Wuhan has at all points of ingress testing stations set up. If you've come in from an at-risk location (previously, for example, it was Shenzhen), you are tested on the spot with test results that are guaranteed to be ready in 24 hours. Anybody who'd been in Shanghai in the past week, when the news broke, got tested on entry.
And they caught three asymptomatic cases.
That was on a Thursday evening that the results came out. By Friday morning everybody in Wuhan was required to get tested. Everybody. In a city of 11 million people. Tested in a day. By Saturday the asymptomatic cases caught had climbed to 10. Under the emergency regulations the populace was to be tested in its entirety every 48 hours. If you didn't have negative test results within a 48-hour period, you were banned from public transit (they check!), from grocery stores and shopping centres (they check!) and generally your life is hemmed in. You don't have to get checked. If you want to stay at home and do nothing, nobody cares. But for those with jobs and those who want to buy little things like, you know, food, you needed testing done.

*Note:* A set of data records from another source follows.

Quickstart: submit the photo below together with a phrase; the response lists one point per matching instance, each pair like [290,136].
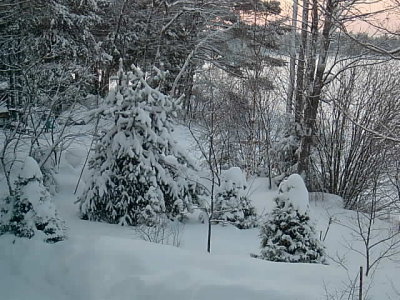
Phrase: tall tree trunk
[314,96]
[293,55]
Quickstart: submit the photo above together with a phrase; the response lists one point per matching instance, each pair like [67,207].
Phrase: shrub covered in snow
[287,235]
[137,171]
[30,210]
[231,203]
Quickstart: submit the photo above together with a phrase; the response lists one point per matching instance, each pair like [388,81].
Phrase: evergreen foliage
[138,172]
[288,235]
[231,203]
[30,210]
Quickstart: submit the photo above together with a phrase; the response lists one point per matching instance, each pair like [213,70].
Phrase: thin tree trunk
[293,55]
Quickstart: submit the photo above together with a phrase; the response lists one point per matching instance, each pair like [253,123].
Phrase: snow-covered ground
[103,261]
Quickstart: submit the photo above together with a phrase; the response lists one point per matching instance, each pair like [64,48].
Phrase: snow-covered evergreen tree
[138,171]
[231,203]
[288,235]
[30,210]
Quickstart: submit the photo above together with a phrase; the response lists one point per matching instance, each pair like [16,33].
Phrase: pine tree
[231,203]
[287,235]
[30,210]
[138,172]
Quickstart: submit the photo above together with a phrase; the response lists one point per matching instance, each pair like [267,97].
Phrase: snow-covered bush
[231,203]
[137,171]
[288,235]
[163,231]
[30,210]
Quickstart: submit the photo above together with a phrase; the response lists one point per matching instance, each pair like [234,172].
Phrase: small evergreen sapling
[137,171]
[30,210]
[287,235]
[231,203]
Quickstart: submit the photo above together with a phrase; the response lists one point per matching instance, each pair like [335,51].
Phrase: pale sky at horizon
[388,20]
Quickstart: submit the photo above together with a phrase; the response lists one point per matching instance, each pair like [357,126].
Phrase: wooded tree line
[313,111]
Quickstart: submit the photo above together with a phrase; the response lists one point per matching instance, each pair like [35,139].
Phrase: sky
[389,19]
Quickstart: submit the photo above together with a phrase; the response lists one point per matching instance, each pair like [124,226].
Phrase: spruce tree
[231,203]
[138,172]
[30,210]
[288,235]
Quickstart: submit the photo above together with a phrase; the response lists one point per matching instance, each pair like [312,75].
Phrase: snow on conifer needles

Of course a testing mandate really only works if testing is freely available and convenient. That's the other genius of their system. Testing stations are everywhere. (I get tested at the medical centre in my work compound, but I could get tested in my residential compound, or in any number of street clinics for testing, or in any other residential compound, or ...) You get in line (outdoors, not indoors, and with mandatory distancing), you wait a few minutes (the longest wait I ever had was the first one at 20 minutes), you get your QR code scanned if you're Chinese, or some personal information entered (basically passport number and telephone number), and then you get your throat swabbed.
Test over.
Within 24 hours your health app is updated with your test results and you're free to go anywhere for 48 hours. You've taken a few minutes out of every second day and ...
What were Wuhan's results then?
Well, as I said, on Friday (2022-04-08) there were three known asymptomatic cases. By Saturday this was 10 cases. By Monday it was this:
To explain the numbers, the first number is new symptomatic cases. (Zero.) The second is new asymptomatic cases. (Twelve.) The third is total active symptomatic cases. (Zero.) The final number is the recovered cases. (That number is pretty huge because, well, COVID-19 ground zero.)
On Tuesday (which I sadly didn't snap a screenshot of) the first three numbers were 0 7 0 respectively. Culminating in today's numbers:
It's instructive to compare this with Shanghai's numbers for today:
Shanghai isn't proof that “ZOMG ZERO COVID DOESN'T WORK!!!!!111oneoneoneeleventyone!”. It's proof that Zero Covid works fine since only a single city, the city that thinks it's somehow special and different and thus able to get away with (almost literally) half-assing COVID mitigation, got hit hard by an outbreak since the initial outbreak in Wuhan in 2020. (There were some scary countryside issues, to be fair, in the latter half of 2020, but those got squelched too.)
Summary
The Zero COVID-19 strategy works. How do I know?
- Omicron BA.2 came.
- We saw it.
- WE KICKED ITS MOTHERFUCKING ASS!
Just like plain 'ol Omicron and Delta before it.